Han Dong-hoon salutes the national flag during a ceremony held at the Justice Ministry headquarters in Gwacheon near Seoul on Thursday. (Yonhap)
Han Dong-hoon, the star prosecutor who was President Yoon Suk Yeol’s first justice minister, is about to make his official debut in politics as the leader of the ruling party.
One of the best-known figures in Yoon’s Cabinet, Han surprised Seoul’s political capital Yeouido on Thursday when he accepted an offer to lead the People Power Party, the top seat of which had been left vacant for over a week. Previous party leader Rep. Kim Gi-hyeon stepped down amid an open power struggle following the party’s devastating loss to the rival Democratic Party of Korea in a Seoul district election in October.
Polls have already showed wide approval of Han, a newcomer to Yeouido, as a political leader compared to potential rivals.
Among 1,006 eligible voters aged 18 and older surveyed on Wednesday and Thursday, some 45 percent said they preferred Han to be the country’s president compared to 41 percent who picked Rep. Lee Jae-myung, the leader of the Democratic Party of Korea who was defeated by Yoon in last year’s presidential election.
As for favorability, Han led Lee by five percentage points, 47 percent to 42 percent.
Han, whose resignation as justice minister was approved by the president on Friday, is taking control of the ruling party at a crucial time, with the 2024 general election just months away.
His soon-to-be colleagues in the People Power Party say he is the right person to help the party win over independent and crossover voters.
The ruling party’s Floor Leader Rep. Yun Jae-ok commented that Han has the “potential to escape bigotry and fandom politics” to reach a wider range of voters beyond the traditional base. “The decision to make Han the interim leader is a reflection of our will to make our party younger, and more diverse,” he said.

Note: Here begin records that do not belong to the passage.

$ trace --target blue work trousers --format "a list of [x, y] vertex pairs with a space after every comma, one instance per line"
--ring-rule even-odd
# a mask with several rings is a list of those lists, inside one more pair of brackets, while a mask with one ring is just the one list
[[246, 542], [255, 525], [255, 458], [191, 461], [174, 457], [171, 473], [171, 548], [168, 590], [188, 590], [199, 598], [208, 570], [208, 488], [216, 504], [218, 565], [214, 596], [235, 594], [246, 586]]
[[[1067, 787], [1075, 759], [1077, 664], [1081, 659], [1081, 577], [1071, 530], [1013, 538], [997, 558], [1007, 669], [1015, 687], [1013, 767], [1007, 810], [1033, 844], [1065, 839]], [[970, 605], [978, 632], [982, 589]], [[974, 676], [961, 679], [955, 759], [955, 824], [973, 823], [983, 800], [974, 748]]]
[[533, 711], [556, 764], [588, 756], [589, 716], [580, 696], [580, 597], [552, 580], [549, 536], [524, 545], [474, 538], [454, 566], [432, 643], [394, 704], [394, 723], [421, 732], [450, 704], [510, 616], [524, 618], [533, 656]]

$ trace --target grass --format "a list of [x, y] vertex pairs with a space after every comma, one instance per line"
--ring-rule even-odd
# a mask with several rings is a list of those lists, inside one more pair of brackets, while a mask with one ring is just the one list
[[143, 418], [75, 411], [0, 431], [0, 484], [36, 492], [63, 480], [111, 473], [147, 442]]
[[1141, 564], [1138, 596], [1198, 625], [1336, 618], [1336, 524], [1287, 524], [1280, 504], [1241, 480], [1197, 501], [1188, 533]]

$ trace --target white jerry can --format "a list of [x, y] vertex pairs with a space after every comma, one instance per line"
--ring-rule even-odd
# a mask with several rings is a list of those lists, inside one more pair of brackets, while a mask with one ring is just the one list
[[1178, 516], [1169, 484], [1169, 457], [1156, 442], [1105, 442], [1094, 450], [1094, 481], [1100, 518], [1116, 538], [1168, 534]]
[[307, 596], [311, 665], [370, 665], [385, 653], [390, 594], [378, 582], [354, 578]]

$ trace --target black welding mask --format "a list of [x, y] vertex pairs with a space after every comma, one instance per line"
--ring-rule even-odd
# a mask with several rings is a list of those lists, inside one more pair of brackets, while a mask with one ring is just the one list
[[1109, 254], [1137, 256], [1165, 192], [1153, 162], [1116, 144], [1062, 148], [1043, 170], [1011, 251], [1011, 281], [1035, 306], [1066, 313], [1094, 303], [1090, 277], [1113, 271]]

The Democratic Party, meanwhile, called Han “the president’s wingman” and accused the ruling party of “filling the party with Yoon cronies” in a statement, taking aim at the prosecutor-turned-justice minister’s reputation of being close to the president.
Rep. Jung Sung-ho, considered a key man in the opposition party’s “pro-Lee Jae-myung faction,” said on the other hand his party should take the ruling party’s latest move more seriously.
“Han has never touched alcohol in his life. He is unlike the president, who is a known drinker. He has the ability to change the ruling party with sober judgment,” he said in a statement Friday. “He might just turn out to be the ruling party’s winning card.”
Han was a celebrated prosecutor who earned fame for leading investigations -- alongside then-top prosecutor Yoon -- into corruption allegations surrounding the two previous conservative administrations of Park Geun-hye and Lee Myung-bak.
His role in the high-profile investigations that jailed the two ex-presidents helps make his case of being “nobody’s man,” as he has often claimed.
Speaking to reporters Tuesday, he said that he has not known blind loyalty over his time as a public servant, seemingly conscious of public perception of his close ties to the president.
“Throughout my life in public office I have never been blindly loyal to anybody. My one guiding principle has been to pursue public good,” he said.